En los últimos días comenzaron a circular versiones no oficiales que generan inquietud en la comunidad jurídica local: la histórica Biblioteca del Colegio de Abogados de Rosario podría sufrir un proceso de reducción o modificación significativa.

sala-de-lectura-biblioteca-1024x782 ¿La gestión de Galdeano y Argüello busca eliminar la Biblioteca del Col.Ab.Ro.? Preocupación y rumores en el ámbito jurídico.
Img.: https://www.facebook.com/colabro.org.ar

Según pudo saber Casa de Abogados, no existe aún información clara ni confirmada respecto del alcance del proyecto ni de sus motivos. Se desconoce si se trataría de una eliminación parcial o total de libros y fondos bibliográficos, de una eventual venta a revendedores de libros usados, de un traslado a depósitos o de un cambio estructural en las instalaciones actuales. Hay quienes no descartarían que fueran desechados en basureros.

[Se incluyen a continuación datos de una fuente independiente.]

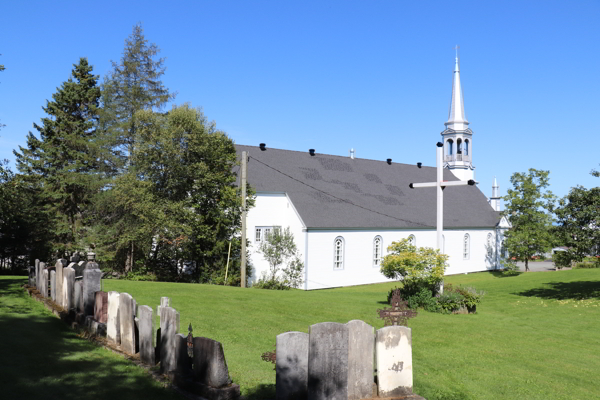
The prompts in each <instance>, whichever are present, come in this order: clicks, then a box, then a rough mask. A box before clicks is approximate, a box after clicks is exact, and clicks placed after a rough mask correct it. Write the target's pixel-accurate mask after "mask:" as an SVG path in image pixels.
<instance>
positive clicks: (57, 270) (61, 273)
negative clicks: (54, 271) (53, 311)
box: [54, 258, 67, 307]
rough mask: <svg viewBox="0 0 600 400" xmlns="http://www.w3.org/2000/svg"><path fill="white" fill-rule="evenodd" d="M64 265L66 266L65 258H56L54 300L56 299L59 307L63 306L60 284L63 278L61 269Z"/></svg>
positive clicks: (62, 280) (62, 300) (54, 266)
mask: <svg viewBox="0 0 600 400" xmlns="http://www.w3.org/2000/svg"><path fill="white" fill-rule="evenodd" d="M66 266H67V260H65V259H64V258H60V259H58V260H56V264H54V267H55V271H56V300H57V301H56V302H57V303H58V305H59V306H61V307H64V304H63V294H62V293H63V289H62V284H63V279H64V277H63V269H64V268H65V267H66Z"/></svg>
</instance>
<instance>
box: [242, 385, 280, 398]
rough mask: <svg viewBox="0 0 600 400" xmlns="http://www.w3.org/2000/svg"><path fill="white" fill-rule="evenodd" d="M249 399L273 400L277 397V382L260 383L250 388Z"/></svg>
mask: <svg viewBox="0 0 600 400" xmlns="http://www.w3.org/2000/svg"><path fill="white" fill-rule="evenodd" d="M246 398H247V399H248V400H271V399H274V398H275V384H273V383H270V384H262V383H261V384H260V385H258V386H256V387H253V388H251V389H249V390H248V392H247V393H246Z"/></svg>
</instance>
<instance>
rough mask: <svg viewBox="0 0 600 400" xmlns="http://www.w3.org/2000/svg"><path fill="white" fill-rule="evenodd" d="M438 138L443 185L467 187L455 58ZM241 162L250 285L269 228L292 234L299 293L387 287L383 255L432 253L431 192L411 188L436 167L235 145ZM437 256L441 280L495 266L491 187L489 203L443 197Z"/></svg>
mask: <svg viewBox="0 0 600 400" xmlns="http://www.w3.org/2000/svg"><path fill="white" fill-rule="evenodd" d="M444 125H445V127H446V128H445V129H444V131H443V132H442V133H441V135H442V143H443V166H444V170H443V180H444V181H459V180H462V181H468V180H473V179H474V169H475V167H474V165H473V150H472V149H473V131H472V130H471V129H470V128H469V122H468V121H467V119H466V116H465V110H464V102H463V94H462V89H461V85H460V70H459V63H458V58H457V59H456V66H455V69H454V79H453V86H452V100H451V103H450V112H449V117H448V121H447V122H445V124H444ZM236 148H237V152H238V157H239V158H240V159H241V154H242V152H243V151H245V152H247V154H248V158H247V159H248V164H247V180H248V184H249V185H251V186H252V187H253V188H254V189H255V190H256V204H255V207H253V208H252V209H250V211H249V212H248V216H247V222H246V229H247V231H246V237H247V238H248V240H249V242H250V247H249V252H250V262H251V264H252V266H253V268H254V273H253V275H252V276H249V277H248V281H249V283H250V284H251V283H252V282H256V281H257V280H258V279H259V278H260V277H261V275H262V274H263V272H264V273H267V272H268V271H269V264H268V263H267V262H266V261H265V260H264V258H263V257H262V255H261V254H260V252H258V247H259V245H260V243H261V242H262V241H264V240H265V239H266V237H267V234H268V233H269V232H271V231H273V230H274V229H285V228H287V227H289V228H290V229H291V232H292V233H293V234H294V238H295V241H296V246H297V248H298V250H299V251H300V253H301V254H302V260H303V261H304V283H303V286H302V288H303V289H305V290H312V289H323V288H331V287H339V286H352V285H362V284H370V283H380V282H386V281H388V279H387V278H385V277H384V276H383V275H382V274H381V272H380V266H381V261H382V259H383V257H385V255H386V254H387V247H388V246H389V245H390V244H391V243H392V242H393V241H397V240H400V239H404V238H411V240H413V243H414V244H415V245H416V246H419V247H432V248H436V246H437V235H436V190H437V188H436V187H429V188H418V189H417V188H415V189H411V188H409V184H411V183H419V182H433V181H435V180H436V176H437V170H436V168H435V167H426V166H422V165H420V163H419V165H408V164H402V163H396V162H393V160H392V159H387V160H383V161H378V160H368V159H361V158H356V157H354V153H353V152H351V153H350V156H349V157H341V156H333V155H327V154H320V153H318V152H317V151H316V150H315V149H310V150H307V151H290V150H281V149H272V148H268V147H267V146H266V145H265V144H263V143H261V144H260V146H258V147H256V146H243V145H236ZM443 198H444V200H443V236H442V239H441V250H442V252H443V253H445V254H447V255H448V256H449V262H448V264H449V267H448V268H447V269H446V274H447V275H451V274H459V273H469V272H478V271H485V270H491V269H495V268H498V267H499V261H500V259H501V256H502V253H503V252H504V251H503V246H502V240H503V232H504V230H505V229H507V228H508V227H509V225H508V223H507V221H506V219H505V218H501V217H500V213H499V211H500V197H499V196H498V185H497V183H496V180H495V179H494V184H493V191H492V197H491V198H490V199H489V200H488V199H487V198H486V196H485V195H484V194H483V193H482V192H481V191H480V190H479V188H478V187H477V186H467V185H465V186H448V187H446V188H445V189H444V191H443Z"/></svg>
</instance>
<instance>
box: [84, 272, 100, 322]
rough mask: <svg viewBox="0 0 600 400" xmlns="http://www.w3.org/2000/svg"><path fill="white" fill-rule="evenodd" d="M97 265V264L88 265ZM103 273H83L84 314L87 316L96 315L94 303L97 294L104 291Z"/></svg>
mask: <svg viewBox="0 0 600 400" xmlns="http://www.w3.org/2000/svg"><path fill="white" fill-rule="evenodd" d="M89 264H95V265H96V266H98V264H96V263H88V266H89ZM101 279H102V271H100V270H99V269H96V268H95V269H88V268H86V269H85V270H84V271H83V312H84V314H85V315H94V301H95V300H96V298H95V296H96V292H99V291H100V290H102V283H101Z"/></svg>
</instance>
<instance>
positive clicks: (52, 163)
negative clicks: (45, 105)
mask: <svg viewBox="0 0 600 400" xmlns="http://www.w3.org/2000/svg"><path fill="white" fill-rule="evenodd" d="M71 75H72V76H71V78H69V80H68V81H66V82H64V83H63V84H62V85H61V87H60V88H58V90H57V92H56V93H55V94H53V95H52V101H48V102H47V104H46V107H44V108H43V110H44V111H45V112H46V114H48V116H47V117H45V118H42V123H41V125H38V124H35V123H34V125H33V126H34V127H35V129H36V130H37V131H38V133H39V138H38V137H36V136H35V135H34V134H32V133H31V132H29V135H28V137H27V147H26V148H24V147H19V149H20V151H14V154H15V156H16V162H17V168H18V170H19V172H20V173H21V174H23V175H24V178H25V179H26V180H27V181H28V183H29V184H30V185H31V186H32V187H37V188H39V189H40V193H39V194H40V196H41V200H42V203H43V204H44V207H45V210H46V212H47V213H48V215H49V216H50V217H51V218H52V220H53V221H54V224H55V226H54V247H55V248H56V249H57V250H69V249H74V248H78V247H81V246H82V243H81V240H82V238H83V236H84V233H85V232H84V227H83V225H82V221H83V217H84V214H85V212H86V210H87V208H88V206H89V205H90V201H91V198H92V197H93V196H94V194H95V192H97V191H98V190H99V189H100V188H101V187H102V186H103V184H104V181H103V179H102V178H103V173H104V170H105V163H104V160H105V159H106V154H105V151H104V149H106V143H105V142H104V140H103V138H102V137H101V136H98V135H97V133H98V132H97V130H96V124H97V120H98V105H99V99H100V89H99V88H98V86H97V77H96V76H94V75H93V74H92V66H90V65H89V64H88V61H87V59H85V58H81V59H80V60H79V63H78V64H76V65H74V68H73V71H72V74H71Z"/></svg>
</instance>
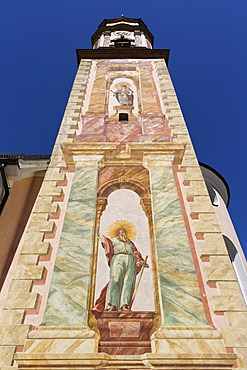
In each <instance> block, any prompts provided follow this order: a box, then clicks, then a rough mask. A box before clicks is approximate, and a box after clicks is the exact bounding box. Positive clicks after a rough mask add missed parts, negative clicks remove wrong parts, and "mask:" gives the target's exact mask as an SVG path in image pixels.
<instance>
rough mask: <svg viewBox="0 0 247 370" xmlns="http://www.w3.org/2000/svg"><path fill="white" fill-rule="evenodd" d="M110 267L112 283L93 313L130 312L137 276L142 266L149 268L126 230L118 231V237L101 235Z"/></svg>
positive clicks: (97, 299)
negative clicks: (102, 311)
mask: <svg viewBox="0 0 247 370" xmlns="http://www.w3.org/2000/svg"><path fill="white" fill-rule="evenodd" d="M99 237H100V240H101V243H102V246H103V248H104V251H105V255H106V258H107V260H108V265H109V266H110V281H109V283H108V284H107V285H106V286H105V287H104V288H103V290H102V291H101V294H100V297H99V298H98V299H97V301H96V305H95V307H94V308H93V310H92V312H93V313H94V314H96V315H97V312H102V311H103V310H107V311H120V310H121V311H130V309H131V308H130V302H131V298H132V295H133V292H134V289H135V281H136V275H137V274H138V273H139V271H140V270H141V267H142V266H145V267H148V265H147V264H146V263H145V261H144V259H143V258H142V255H141V253H140V252H139V251H138V250H137V248H136V246H135V244H134V243H133V242H132V241H131V240H130V239H128V237H127V233H126V230H125V229H122V228H121V229H119V230H117V237H115V238H112V239H109V238H107V237H106V236H104V235H99Z"/></svg>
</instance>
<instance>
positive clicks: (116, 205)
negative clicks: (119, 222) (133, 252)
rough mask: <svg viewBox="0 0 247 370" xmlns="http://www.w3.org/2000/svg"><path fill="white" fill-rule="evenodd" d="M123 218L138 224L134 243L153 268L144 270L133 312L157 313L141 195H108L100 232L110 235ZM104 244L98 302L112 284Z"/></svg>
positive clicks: (98, 263) (150, 252) (136, 296)
mask: <svg viewBox="0 0 247 370" xmlns="http://www.w3.org/2000/svg"><path fill="white" fill-rule="evenodd" d="M111 189H112V188H111ZM108 192H109V189H108ZM105 195H106V193H105ZM119 219H126V220H128V221H130V222H131V223H133V224H134V225H135V227H136V230H137V236H136V239H135V240H133V242H134V243H135V245H136V247H137V249H138V250H139V251H140V252H141V254H142V256H143V258H145V257H146V255H148V259H149V261H148V262H149V265H150V268H149V269H145V271H144V274H143V277H142V280H141V283H140V286H139V289H138V292H137V295H136V299H135V301H134V304H133V307H132V309H133V311H154V284H153V278H152V276H153V274H152V264H151V245H150V232H149V220H148V218H147V215H146V214H145V212H144V211H143V209H142V206H141V204H140V197H139V195H138V194H137V193H136V192H134V191H133V190H130V189H117V190H114V191H112V192H111V193H110V194H109V195H108V198H107V206H106V208H105V210H104V211H103V212H102V214H101V217H100V218H99V229H100V233H101V234H102V235H106V234H107V229H108V227H109V226H110V225H111V224H112V223H113V222H114V221H116V220H119ZM100 244H101V243H100V242H99V247H98V256H97V268H96V284H95V299H97V298H98V297H99V295H100V292H101V289H102V288H103V287H104V286H105V285H106V284H107V282H108V281H109V267H108V265H107V262H106V257H105V254H104V250H103V248H102V246H101V245H100Z"/></svg>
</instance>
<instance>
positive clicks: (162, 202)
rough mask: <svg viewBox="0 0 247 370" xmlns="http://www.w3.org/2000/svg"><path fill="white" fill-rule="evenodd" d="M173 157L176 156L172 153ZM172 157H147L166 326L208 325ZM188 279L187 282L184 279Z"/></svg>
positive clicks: (186, 280) (158, 276)
mask: <svg viewBox="0 0 247 370" xmlns="http://www.w3.org/2000/svg"><path fill="white" fill-rule="evenodd" d="M171 157H172V156H171ZM171 159H172V158H169V157H168V158H165V157H164V156H156V155H149V156H146V163H145V167H147V168H148V169H149V173H150V181H151V196H152V204H153V223H154V237H155V238H154V240H155V250H156V254H157V264H158V281H159V296H160V305H161V326H162V327H193V326H194V327H198V326H203V327H205V326H208V323H207V321H206V318H205V314H204V309H203V305H202V301H201V296H200V291H199V288H198V282H197V278H196V272H195V267H194V263H193V259H192V255H191V250H190V245H189V241H188V237H187V232H186V228H185V224H184V220H183V215H182V211H181V206H180V202H179V198H178V194H177V190H176V184H175V181H174V178H173V172H172V166H171V162H172V161H171ZM184 281H186V285H184V284H183V282H184Z"/></svg>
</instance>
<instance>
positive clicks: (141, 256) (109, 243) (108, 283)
mask: <svg viewBox="0 0 247 370" xmlns="http://www.w3.org/2000/svg"><path fill="white" fill-rule="evenodd" d="M103 237H104V239H105V240H104V242H101V244H102V247H103V248H104V251H105V255H106V259H107V263H108V266H110V264H111V259H112V257H113V255H114V247H113V244H112V241H111V239H108V238H107V237H106V236H104V235H103ZM130 242H131V244H132V251H133V256H134V258H135V260H136V262H137V261H144V259H143V258H142V255H141V253H140V252H139V251H138V250H137V248H136V246H135V244H134V243H133V242H132V241H131V240H130ZM140 270H141V267H137V269H136V273H137V274H138V273H139V271H140ZM108 284H109V283H107V284H106V286H105V287H104V288H103V289H102V290H101V293H100V296H99V298H98V299H97V300H96V302H95V306H94V307H93V308H92V310H91V312H92V313H93V314H94V315H95V316H96V317H99V316H100V315H101V314H102V312H103V311H104V309H105V299H106V292H107V287H108Z"/></svg>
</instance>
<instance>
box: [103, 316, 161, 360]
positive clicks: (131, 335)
mask: <svg viewBox="0 0 247 370" xmlns="http://www.w3.org/2000/svg"><path fill="white" fill-rule="evenodd" d="M153 320H154V312H142V311H135V312H121V311H120V312H119V311H116V312H110V311H106V312H103V314H102V315H101V317H100V318H98V319H97V325H98V328H99V331H100V341H99V352H105V353H107V354H109V355H142V354H144V353H150V352H151V342H150V331H151V329H152V327H153Z"/></svg>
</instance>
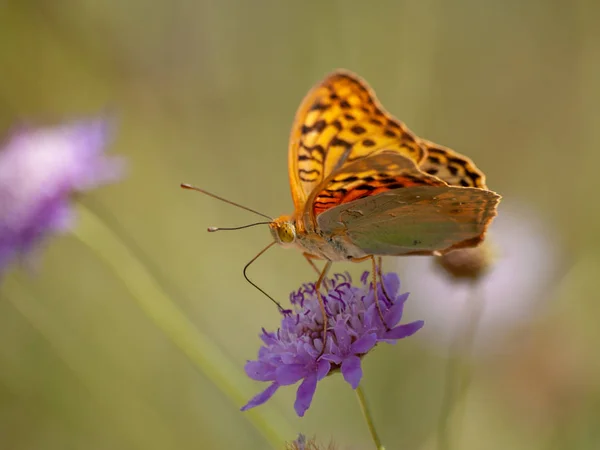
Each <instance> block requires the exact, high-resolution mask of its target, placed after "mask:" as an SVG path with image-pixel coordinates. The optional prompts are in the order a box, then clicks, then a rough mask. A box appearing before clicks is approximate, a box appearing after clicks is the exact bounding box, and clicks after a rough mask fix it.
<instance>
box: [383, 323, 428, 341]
mask: <svg viewBox="0 0 600 450" xmlns="http://www.w3.org/2000/svg"><path fill="white" fill-rule="evenodd" d="M423 325H425V322H423V321H422V320H417V321H415V322H411V323H407V324H404V325H400V326H397V327H396V328H392V329H391V330H390V331H388V332H386V333H385V334H384V335H383V337H384V339H402V338H405V337H408V336H412V335H413V334H415V333H416V332H417V331H419V330H420V329H421V328H422V327H423Z"/></svg>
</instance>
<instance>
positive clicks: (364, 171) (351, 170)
mask: <svg viewBox="0 0 600 450" xmlns="http://www.w3.org/2000/svg"><path fill="white" fill-rule="evenodd" d="M445 185H446V183H445V182H443V181H442V180H440V179H439V178H437V177H433V176H428V175H427V174H424V173H423V172H421V171H420V170H419V169H418V168H417V166H416V164H415V163H414V162H413V161H411V160H409V159H407V158H405V157H403V156H401V155H399V154H397V153H394V152H391V151H382V152H379V153H376V154H374V155H370V156H367V157H365V158H361V159H359V160H358V161H355V162H353V163H349V164H347V165H346V166H344V167H343V168H341V169H339V170H338V171H336V172H334V173H333V174H331V175H330V176H329V177H328V178H327V179H326V180H325V182H324V183H323V184H322V185H321V186H319V188H318V189H317V190H315V193H314V197H310V198H309V204H311V205H312V214H313V217H315V216H317V215H319V214H321V213H323V212H325V211H326V210H328V209H330V208H333V207H335V206H337V205H341V204H345V203H349V202H352V201H354V200H358V199H361V198H364V197H369V196H374V195H377V194H380V193H382V192H386V191H389V190H393V189H400V188H410V187H413V186H445Z"/></svg>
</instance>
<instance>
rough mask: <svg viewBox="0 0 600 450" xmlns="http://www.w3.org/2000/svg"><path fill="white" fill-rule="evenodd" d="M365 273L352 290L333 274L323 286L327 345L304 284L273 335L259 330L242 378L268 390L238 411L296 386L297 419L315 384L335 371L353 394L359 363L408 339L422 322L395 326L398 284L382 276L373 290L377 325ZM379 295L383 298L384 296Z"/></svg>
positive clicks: (306, 401) (419, 327) (412, 322)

Algunos creen que sólo van a cancelar la Sala de Lectura del 1º Piso para deconstruir el espacio hacia nuevas formas publicitarias o de servicios que permitan retener la conducción del Colegio de Abogados a fin de año y que se mantendría la Sala de Biblioteca del 2º Piso. Se habla nuevamente del anglicismo “coworking”. Otro rumor es que sólo quedarían las obras que el abogado más utiliza y que los memorables libros antiguos desaparecerían. ¿Y si luego se necesitan en años o décadas? Las acciones de esta generación causarán consecuencias a las generaciones porvenir. ¿Quién decide qué es lo importante y que no? Algunos señalan que semejante responsabilidad histórica recaería sobre los hombros de una abogada de familia e ideología de género que se desempeña como vocal del Directorio. No lo sabemos. Nada hemos podido confirmar.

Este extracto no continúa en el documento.